The second phase of the Okinawa Campaign consisted of the objectives of Ie Shima, a small island northwest of Okinawa, and Motobu Peninsula. With Rear Admiral Lawrence F. Reifsnider in command of the attack group, the U.S. Army’s 77th Division landed at Ie Shima on April16, 1945.
The army troops, believing the Japanese had already abandoned the airfield, instead encountered 3,000 enemy soldiers. The Japanese previously constructed networks of underground tunnels as they had at Iwo Jima and Okinawa, causing the 77th Division delays in taking the island. Ie Shima was finally secured on April 21, 1945.

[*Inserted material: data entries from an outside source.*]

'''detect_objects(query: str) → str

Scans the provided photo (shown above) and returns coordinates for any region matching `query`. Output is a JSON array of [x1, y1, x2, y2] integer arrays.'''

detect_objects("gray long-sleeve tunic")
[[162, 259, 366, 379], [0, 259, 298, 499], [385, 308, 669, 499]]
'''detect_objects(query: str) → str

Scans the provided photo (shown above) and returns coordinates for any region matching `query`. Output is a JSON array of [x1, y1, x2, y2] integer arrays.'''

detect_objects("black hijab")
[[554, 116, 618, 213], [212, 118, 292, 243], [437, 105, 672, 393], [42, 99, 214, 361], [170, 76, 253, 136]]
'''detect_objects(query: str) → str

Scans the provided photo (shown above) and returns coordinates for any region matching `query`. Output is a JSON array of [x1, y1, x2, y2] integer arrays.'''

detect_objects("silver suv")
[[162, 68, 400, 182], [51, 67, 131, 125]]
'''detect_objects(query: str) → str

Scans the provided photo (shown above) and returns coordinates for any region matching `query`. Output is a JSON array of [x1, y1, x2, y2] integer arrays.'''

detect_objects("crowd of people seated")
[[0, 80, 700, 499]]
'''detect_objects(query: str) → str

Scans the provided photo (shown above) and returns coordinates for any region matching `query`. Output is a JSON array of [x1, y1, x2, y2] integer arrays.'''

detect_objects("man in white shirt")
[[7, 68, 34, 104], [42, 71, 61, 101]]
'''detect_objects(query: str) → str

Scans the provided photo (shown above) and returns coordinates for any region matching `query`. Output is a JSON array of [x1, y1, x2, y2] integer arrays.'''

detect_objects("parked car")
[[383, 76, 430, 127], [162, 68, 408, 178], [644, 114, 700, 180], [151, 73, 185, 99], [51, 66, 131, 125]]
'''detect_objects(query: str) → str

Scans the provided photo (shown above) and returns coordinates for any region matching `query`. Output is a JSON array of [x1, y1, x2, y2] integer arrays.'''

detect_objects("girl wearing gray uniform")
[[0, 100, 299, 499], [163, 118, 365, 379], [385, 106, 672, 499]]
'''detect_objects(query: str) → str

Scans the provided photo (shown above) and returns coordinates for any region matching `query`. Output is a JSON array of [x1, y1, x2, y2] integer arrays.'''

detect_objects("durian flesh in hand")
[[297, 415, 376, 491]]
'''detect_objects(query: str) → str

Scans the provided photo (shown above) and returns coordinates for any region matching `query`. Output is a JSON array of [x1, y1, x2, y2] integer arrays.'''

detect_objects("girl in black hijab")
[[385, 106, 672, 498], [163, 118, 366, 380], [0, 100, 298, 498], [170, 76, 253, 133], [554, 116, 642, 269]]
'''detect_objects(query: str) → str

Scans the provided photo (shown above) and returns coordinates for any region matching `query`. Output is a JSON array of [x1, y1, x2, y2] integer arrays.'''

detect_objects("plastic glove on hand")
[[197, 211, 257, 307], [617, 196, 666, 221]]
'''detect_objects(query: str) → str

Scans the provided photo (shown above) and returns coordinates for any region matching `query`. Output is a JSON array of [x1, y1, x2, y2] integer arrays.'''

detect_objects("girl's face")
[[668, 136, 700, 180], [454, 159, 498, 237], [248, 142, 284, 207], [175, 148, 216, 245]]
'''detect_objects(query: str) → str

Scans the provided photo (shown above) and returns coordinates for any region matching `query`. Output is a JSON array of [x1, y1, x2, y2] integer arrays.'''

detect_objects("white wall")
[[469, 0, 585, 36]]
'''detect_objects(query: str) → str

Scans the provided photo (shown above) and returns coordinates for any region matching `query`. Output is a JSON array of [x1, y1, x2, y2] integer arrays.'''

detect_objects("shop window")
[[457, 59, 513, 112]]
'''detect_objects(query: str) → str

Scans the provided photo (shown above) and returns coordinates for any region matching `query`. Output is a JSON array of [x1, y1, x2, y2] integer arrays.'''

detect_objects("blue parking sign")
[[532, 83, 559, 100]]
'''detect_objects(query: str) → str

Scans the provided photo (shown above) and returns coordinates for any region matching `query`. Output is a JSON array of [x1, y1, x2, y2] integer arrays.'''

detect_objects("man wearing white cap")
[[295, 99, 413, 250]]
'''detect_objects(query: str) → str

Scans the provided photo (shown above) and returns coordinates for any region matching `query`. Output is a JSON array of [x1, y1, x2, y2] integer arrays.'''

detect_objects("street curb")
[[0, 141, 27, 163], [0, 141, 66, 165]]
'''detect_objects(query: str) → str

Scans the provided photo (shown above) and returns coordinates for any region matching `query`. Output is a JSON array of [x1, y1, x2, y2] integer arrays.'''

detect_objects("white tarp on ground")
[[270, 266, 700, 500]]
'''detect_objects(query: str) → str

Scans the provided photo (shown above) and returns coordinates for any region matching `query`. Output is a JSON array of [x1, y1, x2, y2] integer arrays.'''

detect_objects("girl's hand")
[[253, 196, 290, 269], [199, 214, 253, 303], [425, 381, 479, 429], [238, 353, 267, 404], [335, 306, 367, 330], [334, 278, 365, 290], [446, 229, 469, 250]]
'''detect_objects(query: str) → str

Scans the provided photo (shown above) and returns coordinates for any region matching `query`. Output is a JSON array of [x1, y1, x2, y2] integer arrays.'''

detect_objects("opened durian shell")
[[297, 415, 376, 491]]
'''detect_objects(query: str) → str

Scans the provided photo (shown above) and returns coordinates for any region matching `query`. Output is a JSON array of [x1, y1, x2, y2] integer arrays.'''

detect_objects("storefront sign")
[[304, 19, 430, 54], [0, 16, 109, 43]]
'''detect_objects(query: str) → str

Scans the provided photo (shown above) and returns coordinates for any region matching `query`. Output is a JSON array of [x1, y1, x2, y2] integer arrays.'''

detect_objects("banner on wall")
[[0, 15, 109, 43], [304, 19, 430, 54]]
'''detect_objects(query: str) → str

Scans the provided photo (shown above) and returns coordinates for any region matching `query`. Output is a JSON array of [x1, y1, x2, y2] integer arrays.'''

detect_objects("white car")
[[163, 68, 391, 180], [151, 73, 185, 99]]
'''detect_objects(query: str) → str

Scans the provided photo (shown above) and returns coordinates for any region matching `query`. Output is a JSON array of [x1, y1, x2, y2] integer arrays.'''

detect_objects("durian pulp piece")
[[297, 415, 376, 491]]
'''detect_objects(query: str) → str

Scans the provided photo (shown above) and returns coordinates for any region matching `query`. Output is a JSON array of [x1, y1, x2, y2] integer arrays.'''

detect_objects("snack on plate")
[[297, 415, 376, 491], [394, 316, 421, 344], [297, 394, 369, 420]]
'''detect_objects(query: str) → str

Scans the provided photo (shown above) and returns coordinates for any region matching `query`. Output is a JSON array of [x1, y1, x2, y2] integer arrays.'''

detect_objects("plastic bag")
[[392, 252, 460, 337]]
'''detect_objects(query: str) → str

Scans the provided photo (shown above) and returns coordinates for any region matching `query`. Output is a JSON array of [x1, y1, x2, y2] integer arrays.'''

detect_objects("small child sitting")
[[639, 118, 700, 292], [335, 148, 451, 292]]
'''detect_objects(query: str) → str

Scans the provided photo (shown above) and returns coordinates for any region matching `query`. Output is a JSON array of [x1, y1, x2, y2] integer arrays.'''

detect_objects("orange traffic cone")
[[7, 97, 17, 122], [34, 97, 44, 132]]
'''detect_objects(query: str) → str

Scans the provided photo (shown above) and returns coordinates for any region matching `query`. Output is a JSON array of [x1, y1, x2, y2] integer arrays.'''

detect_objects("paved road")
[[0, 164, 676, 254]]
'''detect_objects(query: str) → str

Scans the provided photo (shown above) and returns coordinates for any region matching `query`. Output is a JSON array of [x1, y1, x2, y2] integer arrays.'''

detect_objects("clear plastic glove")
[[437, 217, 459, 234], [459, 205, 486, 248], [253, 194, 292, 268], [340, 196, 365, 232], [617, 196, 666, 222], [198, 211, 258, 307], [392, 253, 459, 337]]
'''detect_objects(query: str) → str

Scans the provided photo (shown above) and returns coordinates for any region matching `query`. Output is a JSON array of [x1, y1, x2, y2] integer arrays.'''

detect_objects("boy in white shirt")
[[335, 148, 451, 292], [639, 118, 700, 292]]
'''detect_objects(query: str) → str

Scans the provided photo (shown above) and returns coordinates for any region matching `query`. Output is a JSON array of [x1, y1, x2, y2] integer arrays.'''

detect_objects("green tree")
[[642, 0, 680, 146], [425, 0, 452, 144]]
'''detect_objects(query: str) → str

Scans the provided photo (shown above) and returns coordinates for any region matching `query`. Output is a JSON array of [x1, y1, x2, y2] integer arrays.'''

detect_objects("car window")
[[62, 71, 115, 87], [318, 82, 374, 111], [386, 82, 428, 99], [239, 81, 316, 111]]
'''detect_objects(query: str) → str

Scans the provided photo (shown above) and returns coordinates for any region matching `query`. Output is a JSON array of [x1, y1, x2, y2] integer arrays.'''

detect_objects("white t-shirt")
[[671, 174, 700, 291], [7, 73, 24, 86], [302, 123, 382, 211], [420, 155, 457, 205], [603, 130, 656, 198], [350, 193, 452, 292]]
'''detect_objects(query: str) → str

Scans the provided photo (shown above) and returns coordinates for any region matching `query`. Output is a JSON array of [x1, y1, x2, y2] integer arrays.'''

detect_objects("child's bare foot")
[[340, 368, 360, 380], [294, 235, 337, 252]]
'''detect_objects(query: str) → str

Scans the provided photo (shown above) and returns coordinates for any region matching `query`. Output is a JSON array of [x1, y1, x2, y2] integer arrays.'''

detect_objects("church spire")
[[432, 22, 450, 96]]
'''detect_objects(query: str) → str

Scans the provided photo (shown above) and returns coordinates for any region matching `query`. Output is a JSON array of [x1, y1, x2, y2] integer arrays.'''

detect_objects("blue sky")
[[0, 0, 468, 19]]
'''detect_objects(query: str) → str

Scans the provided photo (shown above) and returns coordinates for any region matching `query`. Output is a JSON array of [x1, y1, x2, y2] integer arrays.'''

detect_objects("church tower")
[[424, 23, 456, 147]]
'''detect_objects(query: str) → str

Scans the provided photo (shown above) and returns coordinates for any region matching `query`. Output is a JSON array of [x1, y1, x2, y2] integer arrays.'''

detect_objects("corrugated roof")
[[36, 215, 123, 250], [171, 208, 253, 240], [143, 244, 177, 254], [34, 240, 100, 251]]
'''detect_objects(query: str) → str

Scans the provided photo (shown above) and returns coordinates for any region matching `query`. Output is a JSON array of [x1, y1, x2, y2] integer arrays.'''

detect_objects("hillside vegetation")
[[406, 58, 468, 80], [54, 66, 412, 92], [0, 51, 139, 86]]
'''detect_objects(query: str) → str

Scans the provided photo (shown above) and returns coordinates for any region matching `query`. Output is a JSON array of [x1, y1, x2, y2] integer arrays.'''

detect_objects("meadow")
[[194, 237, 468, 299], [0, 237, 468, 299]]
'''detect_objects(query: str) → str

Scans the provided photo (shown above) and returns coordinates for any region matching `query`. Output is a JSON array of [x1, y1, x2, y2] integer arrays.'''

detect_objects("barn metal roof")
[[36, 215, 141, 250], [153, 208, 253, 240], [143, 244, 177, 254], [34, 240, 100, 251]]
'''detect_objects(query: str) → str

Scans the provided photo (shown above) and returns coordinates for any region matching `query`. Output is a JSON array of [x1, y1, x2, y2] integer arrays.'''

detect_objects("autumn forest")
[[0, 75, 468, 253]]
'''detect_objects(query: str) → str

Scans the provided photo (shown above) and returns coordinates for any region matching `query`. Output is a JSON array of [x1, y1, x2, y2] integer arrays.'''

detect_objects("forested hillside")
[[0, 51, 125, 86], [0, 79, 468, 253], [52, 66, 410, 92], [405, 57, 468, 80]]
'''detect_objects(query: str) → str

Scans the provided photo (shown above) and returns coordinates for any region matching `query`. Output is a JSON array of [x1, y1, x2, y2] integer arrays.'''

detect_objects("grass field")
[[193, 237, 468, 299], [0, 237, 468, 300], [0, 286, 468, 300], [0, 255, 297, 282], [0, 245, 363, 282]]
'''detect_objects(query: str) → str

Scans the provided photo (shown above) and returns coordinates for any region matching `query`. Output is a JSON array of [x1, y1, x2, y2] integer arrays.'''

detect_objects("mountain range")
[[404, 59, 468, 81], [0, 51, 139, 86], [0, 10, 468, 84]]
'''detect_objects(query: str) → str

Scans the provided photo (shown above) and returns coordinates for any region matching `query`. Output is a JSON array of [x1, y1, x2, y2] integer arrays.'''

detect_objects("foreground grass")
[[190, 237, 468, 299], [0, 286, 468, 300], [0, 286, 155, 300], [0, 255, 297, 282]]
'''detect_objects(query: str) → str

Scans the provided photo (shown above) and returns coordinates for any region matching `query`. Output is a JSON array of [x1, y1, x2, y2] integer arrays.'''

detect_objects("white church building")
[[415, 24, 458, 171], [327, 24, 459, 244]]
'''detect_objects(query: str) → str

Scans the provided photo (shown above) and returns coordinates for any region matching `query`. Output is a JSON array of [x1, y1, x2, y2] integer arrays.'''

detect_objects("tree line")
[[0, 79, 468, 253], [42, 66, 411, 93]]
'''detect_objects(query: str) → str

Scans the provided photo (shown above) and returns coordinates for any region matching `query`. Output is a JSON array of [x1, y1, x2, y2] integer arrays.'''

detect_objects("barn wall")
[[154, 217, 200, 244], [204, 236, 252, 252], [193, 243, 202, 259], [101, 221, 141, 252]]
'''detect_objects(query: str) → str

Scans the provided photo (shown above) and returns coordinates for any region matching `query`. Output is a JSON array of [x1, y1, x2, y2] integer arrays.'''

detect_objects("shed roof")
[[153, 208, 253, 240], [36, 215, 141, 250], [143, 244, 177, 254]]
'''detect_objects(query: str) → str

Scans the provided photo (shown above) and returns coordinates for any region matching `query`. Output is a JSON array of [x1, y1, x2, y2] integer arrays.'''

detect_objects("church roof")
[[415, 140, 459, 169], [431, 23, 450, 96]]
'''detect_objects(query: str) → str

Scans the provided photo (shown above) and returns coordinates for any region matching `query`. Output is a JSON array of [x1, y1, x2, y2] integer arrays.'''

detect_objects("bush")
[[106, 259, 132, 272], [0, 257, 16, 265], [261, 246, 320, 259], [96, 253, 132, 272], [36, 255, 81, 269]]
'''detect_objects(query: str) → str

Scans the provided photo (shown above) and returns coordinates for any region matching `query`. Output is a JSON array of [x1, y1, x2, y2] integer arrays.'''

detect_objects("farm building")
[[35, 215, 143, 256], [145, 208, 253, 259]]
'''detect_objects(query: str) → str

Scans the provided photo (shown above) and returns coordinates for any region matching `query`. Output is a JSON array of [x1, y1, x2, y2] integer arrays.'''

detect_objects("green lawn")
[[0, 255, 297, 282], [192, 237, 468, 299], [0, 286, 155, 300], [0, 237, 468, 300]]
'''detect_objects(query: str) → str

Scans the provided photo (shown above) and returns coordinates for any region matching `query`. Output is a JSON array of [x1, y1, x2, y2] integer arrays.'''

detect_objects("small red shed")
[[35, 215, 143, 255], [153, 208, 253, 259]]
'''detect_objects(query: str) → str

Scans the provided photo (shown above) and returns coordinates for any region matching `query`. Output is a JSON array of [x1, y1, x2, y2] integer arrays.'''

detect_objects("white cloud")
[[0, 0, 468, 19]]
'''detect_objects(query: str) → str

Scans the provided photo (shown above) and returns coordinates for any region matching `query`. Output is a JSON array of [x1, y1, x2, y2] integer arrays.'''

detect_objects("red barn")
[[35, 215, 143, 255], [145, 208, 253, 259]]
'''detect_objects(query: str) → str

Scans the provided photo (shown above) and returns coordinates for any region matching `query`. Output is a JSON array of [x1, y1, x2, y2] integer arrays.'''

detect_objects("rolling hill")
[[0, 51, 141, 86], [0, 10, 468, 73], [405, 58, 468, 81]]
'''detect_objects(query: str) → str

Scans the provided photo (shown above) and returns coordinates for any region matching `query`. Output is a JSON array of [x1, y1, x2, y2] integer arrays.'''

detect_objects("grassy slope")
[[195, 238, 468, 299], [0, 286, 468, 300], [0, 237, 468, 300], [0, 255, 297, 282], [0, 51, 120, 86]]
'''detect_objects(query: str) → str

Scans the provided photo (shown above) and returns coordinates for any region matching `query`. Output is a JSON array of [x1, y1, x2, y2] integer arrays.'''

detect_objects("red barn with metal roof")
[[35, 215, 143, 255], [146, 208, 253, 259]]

U.S. Army Private Martin O. May of Phillipsburg, New Jersey, was posthumously awarded the Medal of Honor for his heroic actions on April 19, 1945.
May joined the Army in November 1942, and by April 19, 1945 he was serving as a private first class in the 307th Infantry Regiment, 77th Infantry Division. On that day and the next two days, at Iegusuku-Yama on Ie Shima in the Ryuku Islands, he manned his machine gun despite intense Japanese fire.
He repeatedly refused to withdraw, even after being seriously wounded, and held his ground until being killed. For those actions, he was posthumously awarded the Medal of Honor in January 1946.
May, aged 23 at his death, was buried at the National Memorial Cemetery of the Pacific in Hawaii.